En partenariat avec Séquence Prod et le CNC, Jean Vilgrain travaille également sur des productions originales. « On essaye de créer une série de documentaires autour des groupes français, on va être plus sur la scène moderne autour de Betraying the Martyrs ou Rise of the North Star. » Des noms plutôt classiques dans le metal français. « On essaye de créer soit des reportages qui vont suivre le groupe en tournée, soit de faire un documentaire sur la création d’un nouvel album, par exemple de Betraying the Martyrs. » 

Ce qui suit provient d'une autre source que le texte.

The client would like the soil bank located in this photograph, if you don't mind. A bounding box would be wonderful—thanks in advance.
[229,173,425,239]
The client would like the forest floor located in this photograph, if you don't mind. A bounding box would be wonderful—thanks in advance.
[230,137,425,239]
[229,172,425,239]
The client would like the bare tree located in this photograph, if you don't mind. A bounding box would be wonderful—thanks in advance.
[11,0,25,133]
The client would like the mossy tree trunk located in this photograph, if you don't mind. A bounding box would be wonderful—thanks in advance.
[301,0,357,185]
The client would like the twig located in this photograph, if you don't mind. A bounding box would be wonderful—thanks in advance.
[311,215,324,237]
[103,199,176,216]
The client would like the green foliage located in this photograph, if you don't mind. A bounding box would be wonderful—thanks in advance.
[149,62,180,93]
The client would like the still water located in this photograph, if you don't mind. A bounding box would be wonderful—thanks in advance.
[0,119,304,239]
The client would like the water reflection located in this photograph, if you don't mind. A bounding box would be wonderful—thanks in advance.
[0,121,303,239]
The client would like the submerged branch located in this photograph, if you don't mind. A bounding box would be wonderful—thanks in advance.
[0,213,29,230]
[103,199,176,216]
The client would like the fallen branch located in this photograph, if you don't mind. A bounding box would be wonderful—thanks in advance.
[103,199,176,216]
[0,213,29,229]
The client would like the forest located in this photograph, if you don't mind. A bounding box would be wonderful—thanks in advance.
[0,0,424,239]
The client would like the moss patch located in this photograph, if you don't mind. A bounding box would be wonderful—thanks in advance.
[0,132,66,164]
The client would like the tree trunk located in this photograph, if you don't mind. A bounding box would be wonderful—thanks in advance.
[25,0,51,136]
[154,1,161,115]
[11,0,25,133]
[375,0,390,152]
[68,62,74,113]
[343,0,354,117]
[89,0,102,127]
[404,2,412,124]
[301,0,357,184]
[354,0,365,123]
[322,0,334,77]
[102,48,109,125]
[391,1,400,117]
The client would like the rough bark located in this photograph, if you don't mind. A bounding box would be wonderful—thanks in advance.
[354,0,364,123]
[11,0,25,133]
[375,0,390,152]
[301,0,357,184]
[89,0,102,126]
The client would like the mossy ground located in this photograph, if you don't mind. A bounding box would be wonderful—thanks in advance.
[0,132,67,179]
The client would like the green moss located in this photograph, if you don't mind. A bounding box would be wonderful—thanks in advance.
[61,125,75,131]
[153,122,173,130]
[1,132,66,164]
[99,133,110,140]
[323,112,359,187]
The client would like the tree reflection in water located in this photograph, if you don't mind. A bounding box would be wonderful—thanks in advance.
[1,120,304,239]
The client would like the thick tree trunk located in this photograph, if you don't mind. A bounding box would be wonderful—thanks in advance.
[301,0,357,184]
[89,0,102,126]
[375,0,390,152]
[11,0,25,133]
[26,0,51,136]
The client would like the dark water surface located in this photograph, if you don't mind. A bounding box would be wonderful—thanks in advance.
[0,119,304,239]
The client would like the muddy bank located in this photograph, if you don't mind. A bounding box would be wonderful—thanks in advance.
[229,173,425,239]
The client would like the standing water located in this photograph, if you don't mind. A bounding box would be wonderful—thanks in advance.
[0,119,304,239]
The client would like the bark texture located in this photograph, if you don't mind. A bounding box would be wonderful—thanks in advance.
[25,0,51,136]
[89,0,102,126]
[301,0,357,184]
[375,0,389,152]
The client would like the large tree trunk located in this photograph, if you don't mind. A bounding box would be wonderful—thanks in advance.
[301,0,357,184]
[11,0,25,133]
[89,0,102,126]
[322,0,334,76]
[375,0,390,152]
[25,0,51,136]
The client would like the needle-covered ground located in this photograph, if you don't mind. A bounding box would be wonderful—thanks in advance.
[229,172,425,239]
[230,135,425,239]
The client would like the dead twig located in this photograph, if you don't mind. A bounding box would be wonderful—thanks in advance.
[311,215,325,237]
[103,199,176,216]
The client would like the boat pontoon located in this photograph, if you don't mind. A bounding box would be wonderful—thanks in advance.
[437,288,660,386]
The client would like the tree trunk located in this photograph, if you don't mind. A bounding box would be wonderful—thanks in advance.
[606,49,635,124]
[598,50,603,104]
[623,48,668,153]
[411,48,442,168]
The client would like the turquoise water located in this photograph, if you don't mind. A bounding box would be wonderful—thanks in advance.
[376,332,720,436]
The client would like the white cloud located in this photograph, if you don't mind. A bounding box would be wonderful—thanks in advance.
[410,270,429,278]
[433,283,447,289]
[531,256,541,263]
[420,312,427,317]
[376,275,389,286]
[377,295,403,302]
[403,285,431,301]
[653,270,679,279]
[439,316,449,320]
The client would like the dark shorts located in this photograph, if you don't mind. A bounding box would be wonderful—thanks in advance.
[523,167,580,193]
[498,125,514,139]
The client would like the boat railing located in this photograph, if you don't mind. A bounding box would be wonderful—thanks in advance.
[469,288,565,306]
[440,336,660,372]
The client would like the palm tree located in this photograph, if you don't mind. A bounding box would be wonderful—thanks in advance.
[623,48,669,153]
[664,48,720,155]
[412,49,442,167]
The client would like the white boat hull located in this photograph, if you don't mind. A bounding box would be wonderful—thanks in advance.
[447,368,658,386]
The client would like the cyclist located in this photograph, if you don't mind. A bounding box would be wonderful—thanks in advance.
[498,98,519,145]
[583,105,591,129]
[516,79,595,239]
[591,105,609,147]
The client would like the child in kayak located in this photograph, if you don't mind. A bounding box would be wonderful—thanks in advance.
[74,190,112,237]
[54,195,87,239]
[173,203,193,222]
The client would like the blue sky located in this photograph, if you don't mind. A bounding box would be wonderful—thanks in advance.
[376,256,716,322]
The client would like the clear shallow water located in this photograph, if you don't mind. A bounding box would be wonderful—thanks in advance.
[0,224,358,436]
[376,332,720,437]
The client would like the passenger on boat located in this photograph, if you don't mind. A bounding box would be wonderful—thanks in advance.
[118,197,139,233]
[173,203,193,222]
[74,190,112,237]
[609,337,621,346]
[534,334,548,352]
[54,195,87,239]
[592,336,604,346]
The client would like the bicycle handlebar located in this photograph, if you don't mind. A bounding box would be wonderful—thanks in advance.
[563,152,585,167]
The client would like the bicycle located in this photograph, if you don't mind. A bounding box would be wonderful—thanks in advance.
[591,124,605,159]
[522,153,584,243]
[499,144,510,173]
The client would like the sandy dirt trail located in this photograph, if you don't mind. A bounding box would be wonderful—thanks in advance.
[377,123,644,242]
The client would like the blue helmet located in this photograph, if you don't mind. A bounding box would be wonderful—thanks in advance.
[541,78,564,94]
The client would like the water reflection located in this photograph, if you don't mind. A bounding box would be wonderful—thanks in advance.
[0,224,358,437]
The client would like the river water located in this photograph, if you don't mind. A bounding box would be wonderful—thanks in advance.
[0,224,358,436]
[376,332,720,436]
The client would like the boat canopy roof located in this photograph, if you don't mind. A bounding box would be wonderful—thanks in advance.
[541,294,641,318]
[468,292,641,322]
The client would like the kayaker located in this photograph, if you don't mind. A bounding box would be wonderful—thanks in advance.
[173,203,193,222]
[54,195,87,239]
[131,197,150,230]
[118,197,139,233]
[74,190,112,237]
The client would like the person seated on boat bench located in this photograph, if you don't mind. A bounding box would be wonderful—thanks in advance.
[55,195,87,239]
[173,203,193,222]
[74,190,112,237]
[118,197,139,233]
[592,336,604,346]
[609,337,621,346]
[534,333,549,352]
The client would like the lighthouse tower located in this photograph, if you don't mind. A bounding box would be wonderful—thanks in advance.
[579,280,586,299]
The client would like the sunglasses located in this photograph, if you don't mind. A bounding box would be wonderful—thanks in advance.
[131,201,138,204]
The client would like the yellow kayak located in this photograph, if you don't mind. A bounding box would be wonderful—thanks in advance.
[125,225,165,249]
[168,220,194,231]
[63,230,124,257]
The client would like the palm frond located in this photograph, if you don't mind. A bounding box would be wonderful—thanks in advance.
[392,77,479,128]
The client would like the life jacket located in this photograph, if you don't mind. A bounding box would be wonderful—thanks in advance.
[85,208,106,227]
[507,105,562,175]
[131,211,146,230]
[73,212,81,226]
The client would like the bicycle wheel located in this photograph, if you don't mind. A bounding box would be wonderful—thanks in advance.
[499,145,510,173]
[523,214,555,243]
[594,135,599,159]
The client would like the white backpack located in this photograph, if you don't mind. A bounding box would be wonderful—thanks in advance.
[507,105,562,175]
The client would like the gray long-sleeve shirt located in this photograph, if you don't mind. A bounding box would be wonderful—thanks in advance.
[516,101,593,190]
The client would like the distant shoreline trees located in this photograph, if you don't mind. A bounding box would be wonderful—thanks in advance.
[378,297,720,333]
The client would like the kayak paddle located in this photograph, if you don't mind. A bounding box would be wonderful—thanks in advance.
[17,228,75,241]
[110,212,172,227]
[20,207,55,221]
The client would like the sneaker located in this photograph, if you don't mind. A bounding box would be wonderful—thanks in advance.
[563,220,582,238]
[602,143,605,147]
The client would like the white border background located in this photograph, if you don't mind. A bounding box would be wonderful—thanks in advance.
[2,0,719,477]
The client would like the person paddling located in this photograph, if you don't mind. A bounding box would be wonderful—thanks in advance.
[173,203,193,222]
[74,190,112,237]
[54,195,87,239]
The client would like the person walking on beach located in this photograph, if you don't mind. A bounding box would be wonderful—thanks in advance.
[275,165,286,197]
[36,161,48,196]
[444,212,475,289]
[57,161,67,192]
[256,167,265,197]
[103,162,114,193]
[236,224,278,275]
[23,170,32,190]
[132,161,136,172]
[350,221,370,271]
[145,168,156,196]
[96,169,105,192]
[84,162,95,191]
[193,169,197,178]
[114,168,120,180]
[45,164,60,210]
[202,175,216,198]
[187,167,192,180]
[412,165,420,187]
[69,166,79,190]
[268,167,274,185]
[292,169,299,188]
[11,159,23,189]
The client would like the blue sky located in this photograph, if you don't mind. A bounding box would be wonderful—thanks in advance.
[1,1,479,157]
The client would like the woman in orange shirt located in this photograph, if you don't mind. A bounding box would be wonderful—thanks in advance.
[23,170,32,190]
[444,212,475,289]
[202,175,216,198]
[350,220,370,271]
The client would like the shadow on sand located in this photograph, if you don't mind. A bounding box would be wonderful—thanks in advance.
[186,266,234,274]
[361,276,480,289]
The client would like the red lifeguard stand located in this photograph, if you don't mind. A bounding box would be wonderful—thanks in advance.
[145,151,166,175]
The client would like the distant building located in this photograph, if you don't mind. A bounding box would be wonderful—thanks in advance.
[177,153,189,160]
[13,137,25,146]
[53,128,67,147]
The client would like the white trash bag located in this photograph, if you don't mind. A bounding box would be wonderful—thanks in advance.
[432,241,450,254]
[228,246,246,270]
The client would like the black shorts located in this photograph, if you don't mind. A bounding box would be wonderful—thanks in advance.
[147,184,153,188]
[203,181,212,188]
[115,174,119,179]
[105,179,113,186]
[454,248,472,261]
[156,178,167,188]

Le metal vient chercher son chèque

Sur la ligne éditoriale, le chef d’entreprise botte à moitié en touche (« on n’est pas un média à proprement parler »), avant de préciser sa vision des choses. Jean Vilgrain veut attirer des abonnés sur sa plateforme, et dans son business-plan il se heurte à un obstacle, il le dit sans prétention : son public-cible.« Le metal est un style tellement segmenté entre chapelles, ç’a été une grosse problématique en termes de direction artistique, entre le fan de black, de glam, de néo de death, tout le monde peut s’apprécier mais tout le monde peut aussi s’envoyer des fions. » La passion, le maillot, tout ça. Résultat des courses, il opte pour une DA sombre et sobre, qui accompagne un projet éditorial metal, mais généraliste. Il prend l’exemple de son père, fan « d’AC/DC, Deep Purple, Led Zeppelin, » mais « pas un fan de metal à proprement parler, pour lui c’est trop violent. Ce que je voulais c’est que ces gens-là, dans un an ou deux on puisse les séduire, en mettant des docus qui soient pas forcément axés metal. »

Le projet éditorial, il l’affinera plus tard. Ce qui a surtout préoccupé Jean Vilgrain, c’est son modèle économique. « C’est pas parce que c’est du metal qu’il faut faire les choses en amateur, pas dans le côté qualité du travail, mais je voulais faire un projet qui soit pro, avec des ambitions internationales et qui soient portées sur le metal, parce que je pense que le metal mérite ça. » Les fans méritent mieux, les artistes et les créateur-ices de contenus aussi. « Je pense qu’on est arrivé à un boulevard dans les usages digitaux aujourd’hui, où les gens se rendent compte que YouTube, Twitch, ce sont pas des outils qui sont forcément rentables, c’est pour ça qu’il y a autant de plateformes SVOD qui se montent. » Avoir un salaire dès le premier jour ou attendre d’avoir 500 000 abonnés pour payer son loyer, le choix est fait chez The Pit. 

Avec des ambitions pareilles, le plafond est haut. Jean Vilgrain vise 10 000 abonnés d’ici un an. Il est convaincu que c’est jouable, le financement participatif et le bouche-à-oreille ont déjà apporté près de 400 abonnés à la plateforme. L’avenir, The Pit le voit en grand et sur abonnement.